Siostra Elwira Petrozzi, która 22 lata temu założyła w Saluzzo we Włoszech pierwszy dom dla wspólnoty, tłumaczy że „Cenacolo” (z włoskiego „Wieczernik”) oznacza bycie z Panem. – Bo to właśnie Bóg układa dla każdego z nas najwspanialszy scenariusz życia – podkreśla. – On najlepiej wie, czego potrzebujemy. On także jest najlepszym psychologiem i najlepszym lekarzem. Ci, którzy są w Cenacolo dwa, trzy lata, zaczynają rozumieć te słowa. Zapytani o program wspólnoty, z przekonaniem odpowiadają, że każdy z nich zdobywa go na kolanach. Dlatego chłopcy modlą się tu kilka razy dziennie. W ciągu dnia odmawiają jedną lub dwie części Różańca, a gdy tylko mają okazję, uczestniczą we Mszy św. Rano i wieczorem wspólnie adorują Najświętszy Sakrament, który przechowują w kaplicach wszystkich domów (obecnie na świecie jest ich około pięćdziesięciu). Prowadzą wieczystą, indywidualną adorację – w każdej godzinie doby ktoś inny ze wspólnoty na całym świecie czuwa przez Jezusem. – Dzięki modlitwie mam w sercu pokój – mówi Marcel (Polak, 28 lat, ćpał dziesięć lat, we wspólnocie jest od ponad trzech lat). – Świat może się walić: pokłóciłeś się z najlepszym przyjacielem, źle poszedł mecz, dowiedziałeś się, że w rodzinie jest tragedia – mimo to po adoracji zachowasz w swoim wnętrzu ciszę. Adamowi (Polak, 26 lat, brał przez sześć lat, we wspólnocie jest od ponad trzech lat) modlitwa pomogła uwierzyć w to, że Bóg rzeczywiście opiekuje się ludźmi. Mógł tego doświadczyć, ponieważ we wspólnocie nie korzysta się z pomocy finansowej z instytucji ani nie pobiera opłat od rodzin narkomanów. „Żyje z Opatrzności”, prosząc Boga o niezbędne produkty i sprzęty, pracując w domu, pomagając innym i korzystając z ich dobrego serca.

Niech żyje brak obłudy!

Narkomani zaczynają się modlić, ponieważ doświadczają, jak w Cenacolo wprowadza się modlitwę w czyn. – Zawsze denerwowała mnie obłuda ludzi – to, że odmawiają pacierze, a w ich życiu nic się nie zmienia – mówi jeden z chłopaków. – W jej siłę uwierzyłem dopiero wtedy, gdy wspólnota pokazała mi, jak wprowadzać ją w czyn. Prowadzili przyjacielskie rozmowy, tłumaczyli, dali to, czego zawsze szukałem: radość, wolę do życia i do bycia razem. A ja wiedziałem, że to potrafią, ponieważ modlą się i wierzą.
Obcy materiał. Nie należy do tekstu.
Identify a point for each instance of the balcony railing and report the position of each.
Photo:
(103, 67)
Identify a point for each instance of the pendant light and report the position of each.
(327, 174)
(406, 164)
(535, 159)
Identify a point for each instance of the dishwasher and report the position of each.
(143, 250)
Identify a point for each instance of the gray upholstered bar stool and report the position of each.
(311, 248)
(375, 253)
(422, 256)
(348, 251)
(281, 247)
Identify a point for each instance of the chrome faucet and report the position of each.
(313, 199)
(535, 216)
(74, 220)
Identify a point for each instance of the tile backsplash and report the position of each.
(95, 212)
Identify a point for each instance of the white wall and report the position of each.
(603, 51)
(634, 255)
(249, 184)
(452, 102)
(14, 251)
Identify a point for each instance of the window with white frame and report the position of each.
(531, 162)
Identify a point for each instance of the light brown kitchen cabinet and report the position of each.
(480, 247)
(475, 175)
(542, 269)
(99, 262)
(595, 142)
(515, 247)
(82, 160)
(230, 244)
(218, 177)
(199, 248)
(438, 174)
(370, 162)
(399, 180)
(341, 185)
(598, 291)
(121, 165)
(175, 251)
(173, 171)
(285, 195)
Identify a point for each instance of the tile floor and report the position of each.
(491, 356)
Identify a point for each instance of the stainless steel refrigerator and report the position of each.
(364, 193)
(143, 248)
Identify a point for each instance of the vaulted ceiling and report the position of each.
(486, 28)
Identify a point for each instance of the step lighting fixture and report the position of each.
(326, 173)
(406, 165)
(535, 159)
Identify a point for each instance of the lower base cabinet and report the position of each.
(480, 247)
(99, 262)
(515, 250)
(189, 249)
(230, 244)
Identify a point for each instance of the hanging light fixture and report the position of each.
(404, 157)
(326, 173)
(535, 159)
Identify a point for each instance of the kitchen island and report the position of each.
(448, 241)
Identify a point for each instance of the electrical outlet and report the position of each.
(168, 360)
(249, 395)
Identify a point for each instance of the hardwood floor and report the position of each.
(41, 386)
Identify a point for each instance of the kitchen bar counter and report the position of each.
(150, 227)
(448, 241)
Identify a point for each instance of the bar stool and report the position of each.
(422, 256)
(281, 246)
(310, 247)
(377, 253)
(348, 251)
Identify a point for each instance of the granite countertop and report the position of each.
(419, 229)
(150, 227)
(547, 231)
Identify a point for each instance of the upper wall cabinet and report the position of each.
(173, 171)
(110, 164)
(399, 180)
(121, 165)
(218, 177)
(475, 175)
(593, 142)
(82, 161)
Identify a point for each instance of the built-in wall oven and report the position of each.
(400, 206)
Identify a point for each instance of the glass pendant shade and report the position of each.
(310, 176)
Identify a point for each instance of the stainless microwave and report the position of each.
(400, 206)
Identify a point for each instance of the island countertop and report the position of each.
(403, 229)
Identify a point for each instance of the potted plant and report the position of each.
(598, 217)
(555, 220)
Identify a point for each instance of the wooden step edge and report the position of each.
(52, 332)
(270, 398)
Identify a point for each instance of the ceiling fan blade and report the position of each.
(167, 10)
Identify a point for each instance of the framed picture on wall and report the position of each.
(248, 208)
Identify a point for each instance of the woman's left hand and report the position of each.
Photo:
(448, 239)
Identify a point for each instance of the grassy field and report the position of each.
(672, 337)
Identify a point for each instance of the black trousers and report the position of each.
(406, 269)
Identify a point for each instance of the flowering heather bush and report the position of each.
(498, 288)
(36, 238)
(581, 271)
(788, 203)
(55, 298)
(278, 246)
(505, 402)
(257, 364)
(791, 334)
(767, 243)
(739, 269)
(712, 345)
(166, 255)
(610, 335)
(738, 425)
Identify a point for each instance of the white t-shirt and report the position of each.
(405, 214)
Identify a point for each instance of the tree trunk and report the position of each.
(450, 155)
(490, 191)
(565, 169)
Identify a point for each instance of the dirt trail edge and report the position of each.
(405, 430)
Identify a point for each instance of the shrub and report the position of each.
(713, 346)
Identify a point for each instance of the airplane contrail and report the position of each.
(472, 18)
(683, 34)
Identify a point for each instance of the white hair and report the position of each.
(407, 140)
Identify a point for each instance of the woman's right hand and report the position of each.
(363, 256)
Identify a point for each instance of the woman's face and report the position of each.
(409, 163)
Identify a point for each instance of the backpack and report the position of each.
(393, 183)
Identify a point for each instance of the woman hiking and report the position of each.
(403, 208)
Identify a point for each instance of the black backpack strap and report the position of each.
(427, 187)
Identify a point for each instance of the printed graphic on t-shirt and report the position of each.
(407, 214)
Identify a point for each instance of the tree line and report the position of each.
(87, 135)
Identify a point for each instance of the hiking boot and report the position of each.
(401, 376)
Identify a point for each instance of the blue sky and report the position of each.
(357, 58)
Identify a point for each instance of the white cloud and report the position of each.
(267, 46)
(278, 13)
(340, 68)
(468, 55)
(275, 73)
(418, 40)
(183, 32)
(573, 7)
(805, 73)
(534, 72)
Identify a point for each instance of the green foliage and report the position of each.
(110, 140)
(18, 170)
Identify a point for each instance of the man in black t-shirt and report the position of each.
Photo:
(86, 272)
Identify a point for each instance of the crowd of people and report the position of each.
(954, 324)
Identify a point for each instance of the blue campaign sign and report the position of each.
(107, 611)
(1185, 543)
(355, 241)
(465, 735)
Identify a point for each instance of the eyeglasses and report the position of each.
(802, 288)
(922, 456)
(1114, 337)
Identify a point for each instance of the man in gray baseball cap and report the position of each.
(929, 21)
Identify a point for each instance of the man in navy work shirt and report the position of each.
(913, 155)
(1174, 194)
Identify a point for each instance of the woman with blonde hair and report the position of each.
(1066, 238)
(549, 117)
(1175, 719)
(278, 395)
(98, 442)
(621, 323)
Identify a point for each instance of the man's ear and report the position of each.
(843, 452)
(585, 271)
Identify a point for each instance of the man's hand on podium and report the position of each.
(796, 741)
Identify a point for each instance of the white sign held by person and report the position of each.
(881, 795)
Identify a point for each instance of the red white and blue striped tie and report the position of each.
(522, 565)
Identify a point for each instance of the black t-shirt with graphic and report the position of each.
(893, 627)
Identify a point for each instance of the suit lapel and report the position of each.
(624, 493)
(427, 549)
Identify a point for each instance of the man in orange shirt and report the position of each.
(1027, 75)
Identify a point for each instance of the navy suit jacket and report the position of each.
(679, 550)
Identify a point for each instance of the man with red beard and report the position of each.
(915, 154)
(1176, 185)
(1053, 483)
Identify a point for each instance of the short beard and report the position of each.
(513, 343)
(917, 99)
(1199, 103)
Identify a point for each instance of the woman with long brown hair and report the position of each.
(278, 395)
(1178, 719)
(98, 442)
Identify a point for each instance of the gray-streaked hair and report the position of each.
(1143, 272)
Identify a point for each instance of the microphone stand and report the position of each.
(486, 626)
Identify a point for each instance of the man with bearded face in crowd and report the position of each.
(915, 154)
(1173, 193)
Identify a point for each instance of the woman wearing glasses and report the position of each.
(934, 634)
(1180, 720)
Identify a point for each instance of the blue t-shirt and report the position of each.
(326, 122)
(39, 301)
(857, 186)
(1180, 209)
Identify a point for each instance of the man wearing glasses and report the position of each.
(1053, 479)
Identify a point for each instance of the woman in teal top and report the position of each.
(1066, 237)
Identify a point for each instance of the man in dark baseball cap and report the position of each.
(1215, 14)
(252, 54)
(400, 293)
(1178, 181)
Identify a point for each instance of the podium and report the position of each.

Lekarstwem jest drugi człowiek

Siostra Elwira podkreśla, że w rodzinach zbyt dużo mówi się o pieniądzach, a za mało uwagi poświęca się dziecku. Młodzi, nie znajdując szczęścia w domu, szukają go w narkotykach. Dlatego wspólnota zwraca uwagę na człowieka, jako na ogromną wartość, i obdarza go miłością. Każdy „nowy” otrzymuje tzw. anioła stróża – chłopaka, który uporał się już częściowo ze swoim problemem i służy teraz „młodemu” dzień i noc radą oraz wsparciem. Podczas dnia wszystkie zajęcia są ustalone tak, by zwracać uwagę na drugiego. Jeden uczy się na głos włoskiego (to język, którym porozumiewają się tu ludzie z różnych krajów), kolega obok zmywa w tym czasie talerze. Najważniejsze jest nie to, ile się zrobi, ale – by być przy tym razem. Dlatego, gdy byli narkomani mijają się w domu czy ogrodzie, mówią z uśmiechem: Jak się czujesz? O czym myślisz? Jak idzie? – Ci, którzy wstępują do wspólnoty, mają wiele kompleksów i często nie potrafią mówić o niczym innym oprócz samochodów, pieniędzy i seksu – wyjaśnia Marcel. – Dlatego w Cenacolo rozmawia się ze sobą i o sobie podczas posiłków, w czasie wolnym i na spotkaniach w grupach. W ten sposób chłopaki uczą się nazywać swoje uczucia, poznawać prawdę o sobie i akceptować ją. Diego (Włoch, 22 lata, brał dwa i pół roku, w Cenacolo od trzech lat) dodaje, że „bycia razem” uczy ich praca. – Przedtem unikaliśmy pracy, dlatego uczymy się jej tutaj, by później móc utrzymać rodziny – mówi. – Wykonujemy także te zajęcia, których nie lubimy – tak jak w życiu. Bo wspólnota jest szkołą życia.

Wyrzucone maski

Niewyszukane środki: modlitwa, przyjaźń i praca pomagają wyjść z nałogu ok. 75 proc. osób, które wstępują do Cenacolo. Uczą poznawać prawdę o sobie: odkrywać wady, zalety i zdolności. – Przedtem zakładałem maski: inną dla rodziców, inną dla dziewczyny, inną dla szefa – mówi Marcel. – Nie potrafiłem pokazać, kim naprawdę jestem, przez co nie wiedziałem, jaki jestem. We wspólnocie odkryłem prawdziwe „ja”: swoje zalety, wady i zdolności. Diego w Cenacolo pozbył się m.in. ciągłego uczucia osamotnienia. – Przed wspólnotą moją zdolność nawiązywania kontaktów wykorzystywałem, by oszukać ludzi – zwierza się Adam. – Tu nauczyłem się wykorzystywać ją do pomagania innym. Mama Adama także zauważyła tę przemianę. Mówi, że przedtem prawie mu nie ufała, a teraz potrafią szczerze rozmawiać. – Adam nie udaje, naprawdę jest otwarty – podkreśla. – A ja mogę być szczęśliwą matką syna, który kiedyś rozpoczął głupie życie, a teraz wyszedł na prostą. We wspólnocie innego stylu życia uczą się nie tylko narkomani i ich rodziny. – Chłopcy dają mi przykład życia prostego, w prawdzie, co dla księży też jest trudne – mówi ks. Wacław Grondalski, opiekun wspólnoty w Polsce i prezes zarządu Fundacji Charytatywnej im. bp. Czesława Domina, która daje wspólnocie osobowość prawną. – Tu czuję się wolny.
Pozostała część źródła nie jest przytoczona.